Improving NIC and switch performance for vSAN (and other IP storage)
This is going to be a short post collecting a few tricks to unlock some bottlenecks in storage networking that may grow over time:
Unfortunetly a lot of troubeshooting of networking performance stops earlier than it should. Two common incomplete troubleshooting workflows I’ve seen:
- Someone checks that network utilization on a host isn’t near the link speed and says “network not the bottleneck”.
- Someone calls the networking team and they look at the switchports utilization based on SNMP polling, or do a quick “Show interface” and don’t see obvious port errors (CRC, drops, giants etc). They proudly close the ticket as “Switches are fine!”
Buffer Configuration Considerations
In one of my labs where we have a Nexus 9000 series switch we found performance was looking a bit limited. Seeing higher than expected re-ransmits we dug into it deeper. We dug deeper into buffer utilization. Discovering that the default mesh configuration was limiting buffer access to 500 KB per port, we adjusted the buffers using the qos ns-buffer-profile ultra-burst command.
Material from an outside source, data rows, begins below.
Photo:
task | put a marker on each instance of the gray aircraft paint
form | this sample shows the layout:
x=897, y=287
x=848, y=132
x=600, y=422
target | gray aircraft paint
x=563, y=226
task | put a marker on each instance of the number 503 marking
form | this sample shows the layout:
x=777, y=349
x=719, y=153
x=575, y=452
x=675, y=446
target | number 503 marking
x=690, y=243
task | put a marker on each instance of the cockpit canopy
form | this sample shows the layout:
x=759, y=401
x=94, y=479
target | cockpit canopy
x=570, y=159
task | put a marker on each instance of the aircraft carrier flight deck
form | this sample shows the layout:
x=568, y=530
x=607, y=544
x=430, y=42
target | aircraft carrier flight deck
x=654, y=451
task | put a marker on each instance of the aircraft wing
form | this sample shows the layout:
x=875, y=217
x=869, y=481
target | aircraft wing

This signifigantly opened up performance, reducing TCP incast inssues (which cause retransmits) and brought performance more in line with what we would expect for the cluster. For anyone looking for more inormation on this command (and how to look at buffers) see the QoS Guide. Note for solving buffer contention different switches will have different options for configuring buffers, priortizing which flows to drop first, and allocating buffer to ports. In other cases it may be simpler to just buy switches with deeper buffers to begin with. Rather than trying to chop apart a 12MB-40MB buffer, simply purchasing a switch with an 8GB buffer can avoid a lot of the need for buffer management consideration.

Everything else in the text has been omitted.